#opg $OPG @OpenGradient
Il y a une petite voix dans ma tête qui dit qu'on ne fait que rejouer le même script de décentralisation, cette fois avec de l'IA collée dessus. J'ai vu des réseaux de stockage, des marchés de calcul, des couches oracle, tous promettant de distribuer la confiance. Certains ont fonctionné de manière limitée. Beaucoup se sont silencieusement consolidés.

Donc, quand j'entends parler d'OpenGradient, je ne pense pas immédiatement à l'architecture. Je pense aux incitations. À ce qui se passe dans trois ans quand l'excitation initiale s'estompe et qu'il ne reste que la maintenance.

La vérité inconfortable est que l'IA devient infrastructurelle, que ça nous plaise ou non. Les modèles sont intégrés dans des systèmes qui prennent des décisions. Et la plupart de cela fonctionne sur des backends centralisés que nous traitons comme fiables parce qu'ils le sont généralement. Mais cela semble souvent fragile lorsque les enjeux augmentent.

Une couche décentralisée pour héberger et vérifier les modèles semble être une sauvegarde. Une façon de rendre la provenance visible. De distribuer le contrôle sur l'inférence plutôt que de faire confiance à la parole d'un seul opérateur. Je peux voir l'attrait.

Mais je sais aussi à quel point la coordination devient compliquée à grande échelle. La vérification coûte du temps et de l'argent. Le temps de disponibilité exige de la discipline. Les cas limites se multiplient. Quand les incitations changent, et elles le font toujours, qui garde le réseau honnête ? La transparence est utile mais elle ne garantit pas l'application.

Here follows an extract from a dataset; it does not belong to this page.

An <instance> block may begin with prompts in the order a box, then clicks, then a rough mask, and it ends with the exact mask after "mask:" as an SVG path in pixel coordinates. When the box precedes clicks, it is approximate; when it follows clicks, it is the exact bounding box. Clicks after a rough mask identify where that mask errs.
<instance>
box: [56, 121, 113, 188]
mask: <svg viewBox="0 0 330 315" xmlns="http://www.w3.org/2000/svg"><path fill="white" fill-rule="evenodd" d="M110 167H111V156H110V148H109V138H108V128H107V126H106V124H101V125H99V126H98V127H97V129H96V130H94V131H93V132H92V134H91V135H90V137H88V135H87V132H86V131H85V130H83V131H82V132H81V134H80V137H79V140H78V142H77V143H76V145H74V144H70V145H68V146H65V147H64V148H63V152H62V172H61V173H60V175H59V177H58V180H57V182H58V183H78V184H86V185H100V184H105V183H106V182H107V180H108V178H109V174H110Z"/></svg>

Si l'IA devient vraiment partie intégrante de l'infrastructure critique, les couches ennuyeuses compteront plus que les intelligentes. Surveillance, responsabilité, lignes claires de responsabilité.

J'essaie toujours de décider si des réseaux comme OpenGradient construisent cette fondation ou s'ils vont découvrir à quel point elle est vraiment lourde.